Cleon
Legend
I guess I can go for all those equivalences.
So do you prefer slow or confusion for the psionic blast equivalent?
That's a difficult matchup, because all the SRD spells that stun creatures are rather high level.
Upon second thought, we should use the same solution as the 3E Mind Flayer — give it a Mind Blast SLA:
Mind Blast (Sp): This psionic attack is a cone 60 feet long. Anyone caught in this cone must succeed on a DC 17 Will save or be stunned for 3d4 rounds. Mind flayers often hunt using this power and then drag off one or two of their stunned victims to feed upon. The save DC is Charisma-based. This ability is the equivalent of a 4th-level spell.
I'd prefer to down-power it a bit to match the 3E psionic power. If we make it different from an Illithid mind blast we ought to consider renaming the power though.
How about:
Psychic Blast (Sp): This psionic attack is a cone 30 feet long. Anyone caught in this cone must succeed on a DC X Will save or be stunned for 1d4 rounds. Monarch scorpions often hunt using this power and then drag off one or two of their stunned victims to feed upon. The save DC is Charisma-based. This ability is the equivalent of a 3rd-level spell.
I do actually think displacement is a better match to greater concealing amorpha, but the option for the two invisibility spells works very well.
Yeah, displacement is a more literal interpretation of greater concealing amorpha, but the lack of a "lesser displacement" with the same 20% miss chance of regular concealing amorpha makes it a bit more tricky.
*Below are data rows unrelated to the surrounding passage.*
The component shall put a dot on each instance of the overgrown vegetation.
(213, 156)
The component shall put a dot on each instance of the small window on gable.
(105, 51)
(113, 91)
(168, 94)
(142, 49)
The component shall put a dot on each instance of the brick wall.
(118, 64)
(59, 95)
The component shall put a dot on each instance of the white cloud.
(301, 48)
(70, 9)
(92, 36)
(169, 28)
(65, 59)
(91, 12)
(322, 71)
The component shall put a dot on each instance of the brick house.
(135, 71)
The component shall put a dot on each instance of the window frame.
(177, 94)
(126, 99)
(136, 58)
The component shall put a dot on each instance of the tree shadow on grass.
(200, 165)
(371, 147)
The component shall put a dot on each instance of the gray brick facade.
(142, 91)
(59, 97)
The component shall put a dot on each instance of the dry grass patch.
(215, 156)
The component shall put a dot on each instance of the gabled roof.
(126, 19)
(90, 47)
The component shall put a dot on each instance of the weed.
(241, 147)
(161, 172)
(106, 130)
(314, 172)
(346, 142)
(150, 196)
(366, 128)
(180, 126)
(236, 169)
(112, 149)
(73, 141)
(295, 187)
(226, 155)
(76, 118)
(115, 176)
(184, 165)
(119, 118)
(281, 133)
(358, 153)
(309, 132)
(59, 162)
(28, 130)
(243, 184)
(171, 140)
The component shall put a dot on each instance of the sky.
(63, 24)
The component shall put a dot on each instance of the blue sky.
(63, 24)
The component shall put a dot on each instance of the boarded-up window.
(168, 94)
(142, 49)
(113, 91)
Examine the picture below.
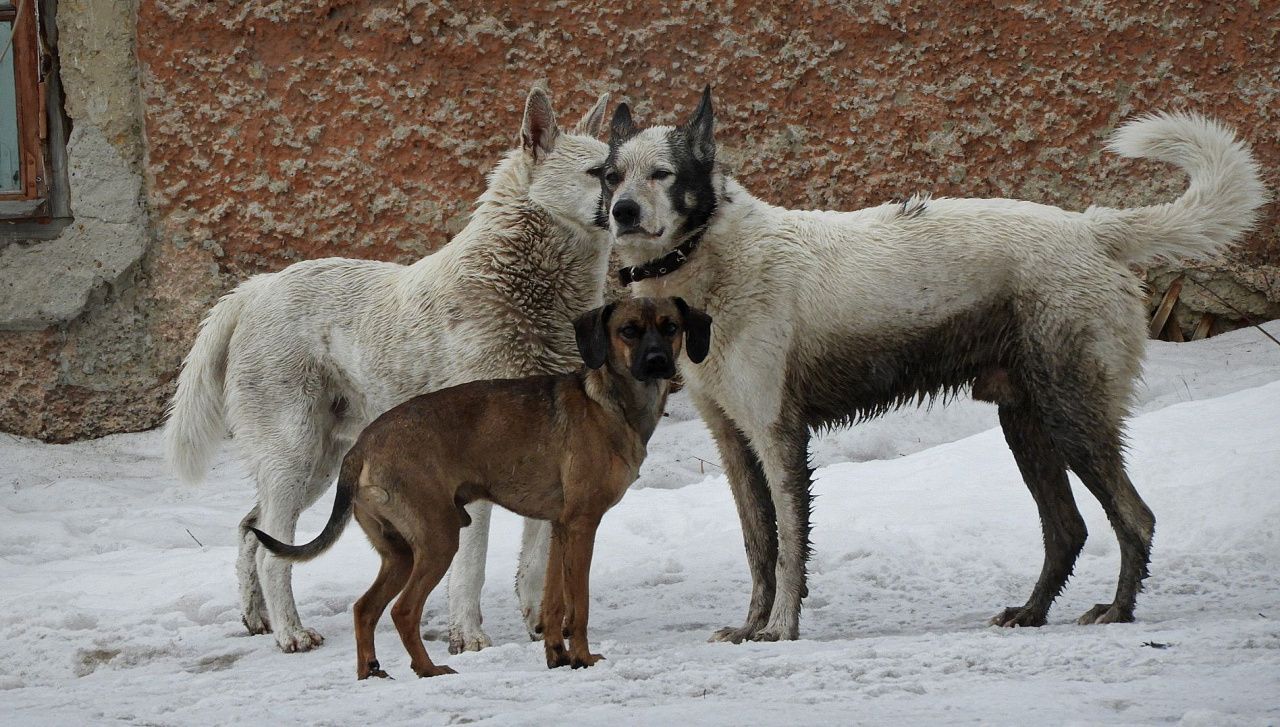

Hang about, there's an obvious alternative:
concealing amorpha => blur.
greater concealing amorpha => displacement.
That said, the main reason I was using invisibility was that was the name of that particular psionic devotion in the original AD&D Monarch Scorpion, so using invisibility as the SLA seemed a bit closer to the original.
Only a bit though, since the AD&D version of psionic invisibility worked a lot differently to the spell version. The former targeted creatures and telepathically convinces them they cannot see the invisible subject(s), requiring a separate Power Check for every creature-subject match. That made it a lot weaker than spell invisibility.
That distinction is a bit academic for our purposes, since none of the spells under consideration are mind-affecting.